Funktion des Genitivs in anderen Sprachen

In verschiedenen Sprachen gibt es unterschiedliche Anwendungen des Genitivs. So erfordern beispielsweise in der russischen Sprache die Zahlwörter два, три und четыре („zwei“, „drei“ und „vier“) den Genitiv Singular. Мне два года. – Ich bin zwei Jahre alt. Zahlen von fünf bis zwanzig fordern den Genitiv Plural, einundzwanzig den Nominativ, weil die Zahl auf eins endet, zweiundzwanzig bis vierundzwanzig wieder den Genitiv Singular (Мне двадцать два года. – Ich bin zweiundzwanzig Jahre alt.) Es folgt wieder Genitiv Plural bis 30, es wiederholt sich alles bei jeder weiteren Dekade bis hundert, der Nominativ bei hunderteins und so weiter. Im Litauischen drückt der Genitiv im Passiv das Agens aus (possessive Satzkonstruktion, z. B. tėvo sergama – „der Vater ist krank“). In mehreren slawischen Sprachen, z. B. im Slowenischen, wird der Genitiv statt des Akkusativs (aber nicht anderer Fälle) in negierten Sätzen benutzt.

Genitiv als Objekt-Kasus

In der deutschen Sprache wird der Genitiv in seiner Funktion als Genitiv des Objekts von einigen Verben regiert. Beispiele für solche Verben sind: bedürfen, entbehren (oft auch mit Akkusativ), ermangeln, gedenken, harren, pflegen (nur poetisch: der Ruhe pflegen), spotten, sich annehmen, sich bedienen, sich besinnen, sich erfreuen (älter auch: sich freuen), sich erinnern, sich rühmen, sich schämen. Früher standen auch die Objekte der Verben vergessen (noch im Namen Vergissmeinnicht erhalten), warnen, warten und steuern im Genitiv, was noch in älteren Texten zu finden ist.

Satzbeispiele: Sie gedenken der Freunde. Sie erinnert sich ihres letzten Urlaubs. Er erfreut sich bester Gesundheit. Ich bediene mich des Genitivs.

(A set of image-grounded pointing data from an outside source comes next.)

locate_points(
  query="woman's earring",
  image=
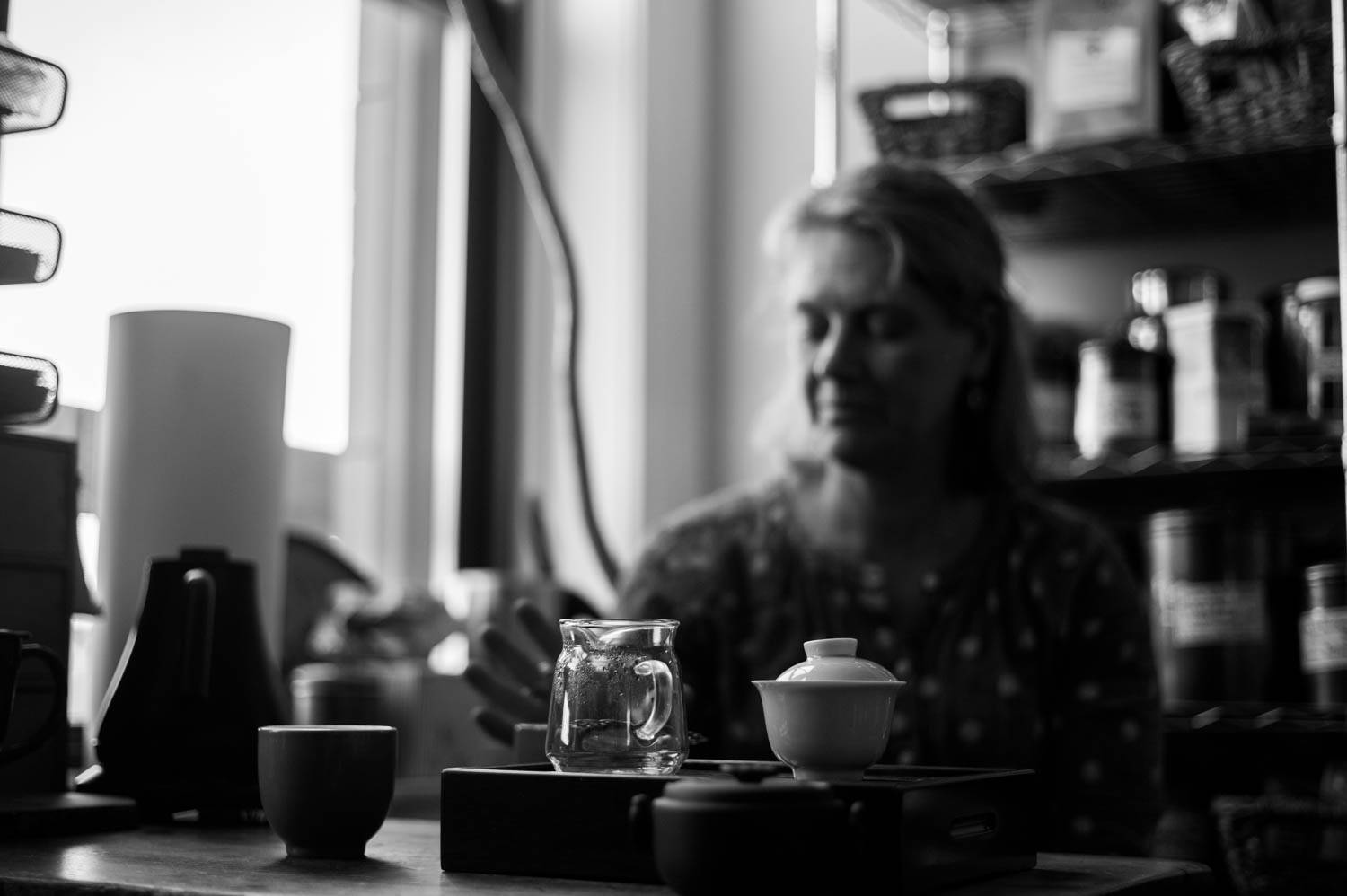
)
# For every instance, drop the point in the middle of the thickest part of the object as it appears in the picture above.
(974, 396)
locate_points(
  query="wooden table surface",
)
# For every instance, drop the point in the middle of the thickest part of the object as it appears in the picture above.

Bei einigen dieser Verben ist es auch möglich, eine Präposition anstatt der Genitivkonstruktion zu verwenden: Sie erinnert sich an ihren letzten Urlaub. Er spottet über die Anwesenden. Sie erfreuen sich an den Blumen.

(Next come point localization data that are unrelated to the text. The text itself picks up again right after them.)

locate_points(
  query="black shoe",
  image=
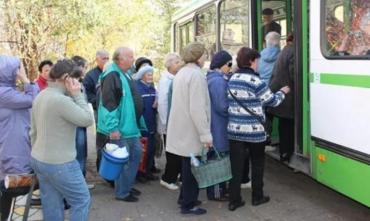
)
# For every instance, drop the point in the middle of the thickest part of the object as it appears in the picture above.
(135, 192)
(220, 199)
(197, 203)
(151, 177)
(35, 202)
(234, 206)
(130, 198)
(260, 201)
(194, 211)
(141, 179)
(111, 183)
(155, 170)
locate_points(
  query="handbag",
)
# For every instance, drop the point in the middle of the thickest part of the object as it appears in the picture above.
(259, 118)
(212, 171)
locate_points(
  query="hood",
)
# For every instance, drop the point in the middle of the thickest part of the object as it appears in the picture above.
(213, 74)
(270, 55)
(9, 66)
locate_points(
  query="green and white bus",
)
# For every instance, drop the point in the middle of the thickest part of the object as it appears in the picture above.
(332, 79)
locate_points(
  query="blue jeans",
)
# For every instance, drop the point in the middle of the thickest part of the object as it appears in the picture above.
(126, 180)
(58, 182)
(81, 148)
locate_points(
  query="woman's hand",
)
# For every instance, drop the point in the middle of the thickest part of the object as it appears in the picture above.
(73, 86)
(285, 89)
(22, 75)
(115, 135)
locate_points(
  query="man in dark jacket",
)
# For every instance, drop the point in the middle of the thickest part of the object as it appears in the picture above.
(91, 78)
(283, 74)
(90, 84)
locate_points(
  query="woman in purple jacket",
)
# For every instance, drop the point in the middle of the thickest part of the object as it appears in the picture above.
(15, 148)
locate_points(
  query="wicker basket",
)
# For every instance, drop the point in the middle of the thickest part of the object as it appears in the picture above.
(211, 172)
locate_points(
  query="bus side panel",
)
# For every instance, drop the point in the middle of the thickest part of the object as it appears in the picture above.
(347, 176)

Bei zahlreichen Verben der Rechts- und Gerichtssprache steht die Person im Akkusativ und die Sache im Genitiv (vgl. den genitivus criminis in der lateinischen Sprache). Beispiele sind: jemanden einer Sache verdächtigen, anklagen, beschuldigen, bezichtigen, zeihen, überführen; aber auch jemanden einer Sache berauben, entheben, entsetzen, verweisen.

Genitiv bei Präpositionen

Norm

Viele deutsche Präpositionen fordern ebenfalls den Genitiv. Manche von ihnen repräsentieren einen „geschraubten“ Kanzleistil. Im Laufe der Sprachgeschichte hat sich die Zahl der Präpositionen, die den Genitiv verlangen, stark erhöht, sei es infolge der Entwicklung vom Substantiv zur Präposition (etwa „Trotz“ zu „trotz“), infolge von Univerbierungstendenzen (etwa „mit Hilfe“ zu „mithilfe“) oder aber infolge des Wechsels der Rektion (etwa im Fall von „längs“).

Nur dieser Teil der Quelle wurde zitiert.